The 150-milliliter facial cream pouch refills the original 50-milliliter jar three times and results in a 61 percent reduction in packaging materials, according to Kervick. Similarly, the shampoo pouch refills the original bottle twiceand reduces the product’s plastic footprint by 81 percent.
Any brand offering refill options, though, needs to be flexible with its approach, said Jamie Hall, co-founder and chief customer officer at consulting firm Pentatonic.
“Convenience remains absolutely paramount to either channel,” said Hall, referring to in-store and in-home options. “Both work, and you have to be able to do both, but both will not appeal to all parties.”
Environmental impact: An ‘imperfect’ option
The downside of Kiehl’s current in-home option is that the multi-material makeup of the pouches means they aren’t readily recyclable, rendering them an “imperfect solution,” Hall said. Kiehl’s doesn’t translate plastic reductions into emissions reductions, at least not publicly.
Kiehl’s evaluated and tested many other materials, including a paper-based option, before opting for lightweight plastic. (The main challenge with paper is evaporation for water-intensive products.) In 2026, the company will transition to a monomaterial, plastic film that “will allow them not necessarily to be recycled but to be designed into the system we are all hoping that we will get to,” Kervick said.
Kiehl’s standard format containers contain 38 percent post-consumer recycled content.
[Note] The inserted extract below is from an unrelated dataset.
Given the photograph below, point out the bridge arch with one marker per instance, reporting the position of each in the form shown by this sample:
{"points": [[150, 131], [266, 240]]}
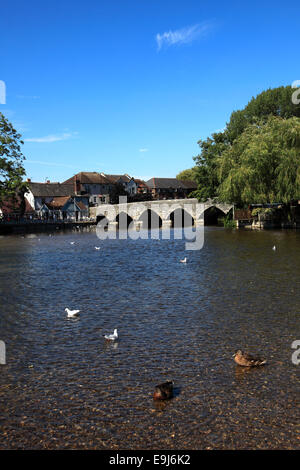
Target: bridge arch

The brand is also lightweighting its jars and switching from PET (polyethylene terephthalate) plastic to PP (polypropylene), a move motivated by extended producer responsibility legislation being adopted by states such as California, Oregon and Colorado. “I think we see refills as one of our key levers to help drive things like source reduction,” she said.
That lightweighting process is challenging, because many consumer brands promote hefty packaging as part of their value proposition. “I think the traditional model of weight equals luxury has taken a while to shift,” Hall said, pointing to liquor brands as an example. L’Oreal, for one, is beginning to address packaging intensity across its entire portfolio.
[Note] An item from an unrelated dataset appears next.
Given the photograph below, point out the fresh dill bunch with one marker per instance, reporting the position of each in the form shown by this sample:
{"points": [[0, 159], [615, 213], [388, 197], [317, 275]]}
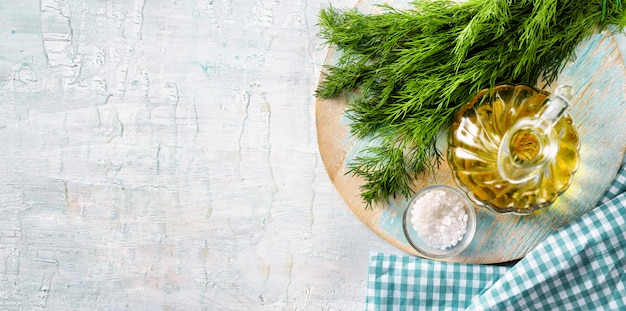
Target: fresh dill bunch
{"points": [[410, 70]]}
Creating the refill pouches also required Kiehl’s to change how packages are filled; that meant pulling the process into its production rather than having that step handled externally. The company is “working through some of the technical challenges around the filling, making sure it’s a secure process,” Kervick said.
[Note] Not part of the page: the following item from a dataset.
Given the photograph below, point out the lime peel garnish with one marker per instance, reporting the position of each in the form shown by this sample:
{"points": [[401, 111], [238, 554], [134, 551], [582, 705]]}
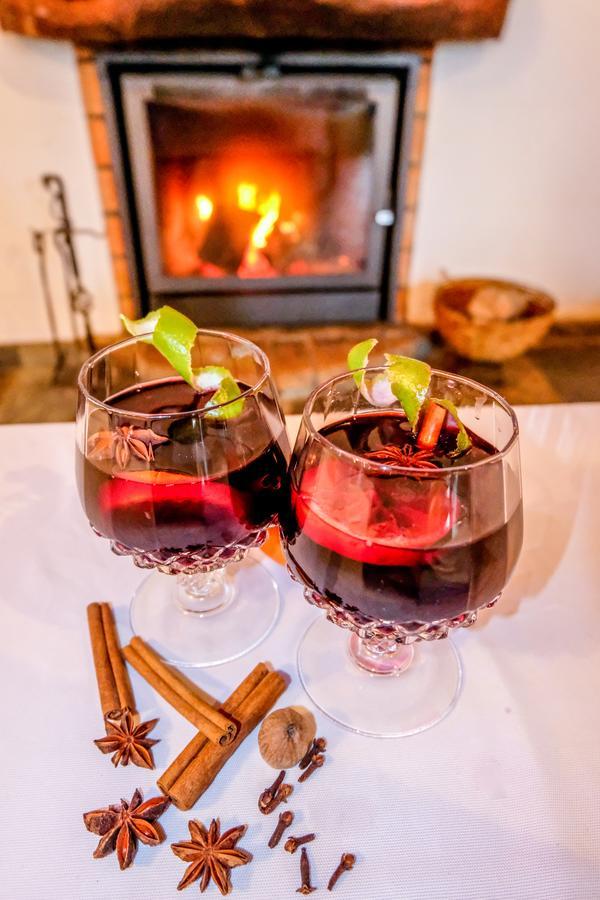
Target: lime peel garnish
{"points": [[463, 441], [405, 380], [408, 381], [227, 389], [174, 336]]}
Logistics is one of the biggest obstacles for companies seeking to introduce refill options, said Nicole Smith Ray, senior manager in the climate change and sustainability services practice for EY. “How do you engage the consumer?” she said. “How do you get the right reverse logistics?” Another worry for some brands is losing control of their identity as packaging gets simpler and lighter, she said.
Refills as customer recruitment strategy
Kiehl’s prices its refill pouches so customers wind up with a discount versus what they’d pay for the same amount of product in regular packaging. For example, they pay $70 for the Ultra Facial Cream pouch at retailers such as Sephora, and $117 for jars.
The brand’s team is tracking traditional metrics as it evaluates progress, including sales margin and customer adoption. It’s also closely studying the product mix in different retail settings. Kiehl’s product marketers in South Asia, for example, see refills as a way to engage customers that aren’t active, Kervick said.